Follow these general safety rules
Floods can cause power outages or other events requiring you to take additional safety measures. To help reduce the potential for injury or death, there are general safety rules that you should observe at all times:
- NEVER use outdoor propane appliances indoors or in enclosed areas. This could result in CO poisoning or death. These include outdoor portable heaters, barbecue grills, and portable generators.
- Only use appliances indoors that are designed and approved for indoor use.
- NEVER store or place a propane cylinder indoors or in an enclosed area such as a basement, garage, shed, or tent.
- NEVER use a gas oven or range-top burners to provide space heating.
- DO NOT UNDER ANY CIRCUMSTANCES TRY TO MODIFY OR
- REPAIR VALVES, REGULATORS, OR OTHER APPLIANCE PARTS.
- NEVER turn on a light switch, use any power source, or inspect your household appliances while standing in water. This can result in electrocution.
- DO inspect chimneys, flue pipes, and vent connectors for damage, blockage, or debris.
- DO inspect your propane appliances for water or other damage, if it is safe to do so.
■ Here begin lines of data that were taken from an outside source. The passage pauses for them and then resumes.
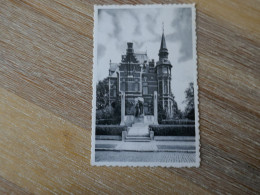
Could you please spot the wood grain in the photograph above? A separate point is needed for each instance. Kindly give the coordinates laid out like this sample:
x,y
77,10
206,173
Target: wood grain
x,y
45,102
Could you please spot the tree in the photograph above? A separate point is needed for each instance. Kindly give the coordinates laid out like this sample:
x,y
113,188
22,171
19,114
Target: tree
x,y
102,95
189,95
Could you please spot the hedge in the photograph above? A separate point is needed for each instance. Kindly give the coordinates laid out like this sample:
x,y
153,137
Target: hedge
x,y
110,129
173,130
107,122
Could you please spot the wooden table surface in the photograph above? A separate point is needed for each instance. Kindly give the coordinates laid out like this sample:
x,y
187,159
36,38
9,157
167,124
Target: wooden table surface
x,y
46,95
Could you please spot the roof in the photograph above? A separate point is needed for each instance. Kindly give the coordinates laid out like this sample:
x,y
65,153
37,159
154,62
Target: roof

If the appliances have electric components and have been exposed to water, they can create a fire hazard.
If you suspect any of your propane appliances, equipment, or vehicles have been under water or they have been damaged, or you have turned off your gas supply:
- DO schedule a time for a qualified service technician to perform a complete inspection of your propane system. The technician can also perform a leak test on the system and re-light your pilot lights.
- DO NOT use or operate appliances, equipment, or vehicles, or turn on the gas supply, until your system has been inspected by a qualified service technician.